# Web scraping NBA transaction data from [basketball-reference.com](https://www.basketball-reference.com/)

In [171]:
import bs4
from bs4 import BeautifulSoup
import requests
import csv
import re
import pandas as pd
import ast

### HTML files

In [114]:
years = list(range(1991, 2025))

url_blank = "https://www.basketball-reference.com/leagues/NBA_{}_transactions.html"

In [196]:
# save HTML files for each year
# for year in [2015]:
for year in years:
    url = url_blank.format(year)
    response = requests.get(url)

    with open("./Data/transaction_htmls/transactions_{}.html".format(year), "w+") as f:
        f.write(response.text)

### Waived players data

In [199]:
# extract waived data from HTMLs and save as a CSV file
with open("./Data/waived_data.csv", "w+", newline="") as f:
    writer = csv.writer(f)
    writer.writerow(["season_start", "date", "player_name", "team_abv"])

    for year in years:
        with open("./Data/transaction_htmls/transactions_{}.html".format(year)) as h:
            page = h.read()

        soup = BeautifulSoup(page, "html.parser")

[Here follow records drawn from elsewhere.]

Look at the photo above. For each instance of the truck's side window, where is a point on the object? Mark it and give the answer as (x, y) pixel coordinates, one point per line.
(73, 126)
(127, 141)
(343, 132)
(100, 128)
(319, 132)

        page_index = soup.find("ul", attrs={"class":"page_index"})

        for entry in page_index.find_all("p"):
            if "waived" in entry.get_text():
                writer.writerow([year-1,
                                 entry.parent.find("span").get_text(),
                                 entry.find("a", attrs={"href":re.compile("/players/")}).get_text(),
                                 entry.find("a", attrs={"data-attr-from":True})["data-attr-from"]])

### Traded players data

In [173]:
# helper function for extracting each traded player (excluding draft picks) for a given entry and writing to the CSV file
def write_trades(entry, season_start, csv_writer):
    for tag in entry.find_all("a"):
        if "data-attr-from" in tag.attrs:
            current_team = tag["data-attr-from"]
        elif "data-attr-to" in tag.attrs:
            current_team = tag["data-attr-to"]
        elif ("href" in tag.attrs) and ("/players/" in tag["href"]) and ("was later selected" not in tag.next_sibling):
            csv_writer.writerow([season_start, entry.parent.find("span").get_text(), tag.get_text(), current_team])

In [201]:
# extract traded data from HTMLs and save as a CSV file
with open("./Data/traded_data.csv", "w+", newline="") as f:
    writer = csv.writer(f)
    writer.writerow(["season_start", "date", "player_name", "team_abv"])

    for year in years:
        with open("./Data/transaction_htmls/transactions_{}.html".format(year)) as h:
            page = h.read()

        soup = BeautifulSoup(page, "html.parser")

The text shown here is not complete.